They’re interrupted by the police knocking at the door, dragging Frank home from a night out. They’re all on first name terms, so you guess this isn’t the first time Frank has been unceremoniously set down by the kitchen cabinet. “I wouldn’t put him near a carpet until his pants dry out a bit” shrugs the officer. He’s pushing 50 and on disability, living a world away from the kind of upward social mobility the government likes to crow about. If there’s such a thing as ‘responsibility’ and ‘duty’, then Frank’s responsibility is to drink himself into trouble, and your duty to get him home without anyone finding out he’s scamming Social Security. There’s a lot of bumbling, not a lot of fighting; he’s a happy drunk really, and hey: the bills get paid. Not by him, but they do.
The biggest revelation about Shameless is that it dares to defy convention. There’s a tendency for dramas like this to render the characters angry, two-dimensional hick stereotypes; ‘My Name Is Earl’ was particularly guilty of it. But the Gallaghers are a family that share an odd affection for one another.

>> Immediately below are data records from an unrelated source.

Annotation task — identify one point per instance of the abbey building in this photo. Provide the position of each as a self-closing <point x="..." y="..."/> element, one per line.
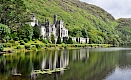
<point x="57" y="29"/>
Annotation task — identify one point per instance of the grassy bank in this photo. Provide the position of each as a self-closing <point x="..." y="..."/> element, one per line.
<point x="38" y="45"/>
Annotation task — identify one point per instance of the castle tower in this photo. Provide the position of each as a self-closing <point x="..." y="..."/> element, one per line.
<point x="55" y="18"/>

Take the two eldest brothers: we join Lip as his neighbour goes down on him during one of their regular tutoring sessions, the revelation of calculus as an aphrodisiac a surprise to him and everyone else. When he begins to suspect his brother might be gay (the stash of butch wank-mags give it away even if being a weekend Paratrooper doesn’t), what does he do? He takes Ian along to that neighbour and she gets right to it, as if it were all totally normal. “Like playing pool with a rope” she offers as evidence of his emerging sexuality. Other shows might have angled into an expose on family intolerance, but Shameless proves itself better than that, with Lip emerges with a strange kind of sweetness that I found touching. I wasn’t expecting that.
The problem is, you might; you were there the first time around. What’s going to be your reaction to ragtag Americans impersonating characters you’ve grown to love? I can’t answer that for you, but let me offer this: this is no Coupling or Spaced. It’s not The Thick Of It. Shameless isn’t another in a line of remade and aborted shows that exist only to remind us lightning can’t easily be re-captured. There are no faked Manc accents, no awkward British colloquialisms. West Wing fans will find doubting the motivations of producer John Wells easy enough, but his vision of Shameless is humourous and spiky, and it doesn’t root around in its filth nearly as much as you fear. I’m yet to be convinced that Macy, for all his mastery, is the right man for the role of Frank – he all too often plays to the back-row when dialling it down would be more effective – but the strength surrounding him has me open to being convinced.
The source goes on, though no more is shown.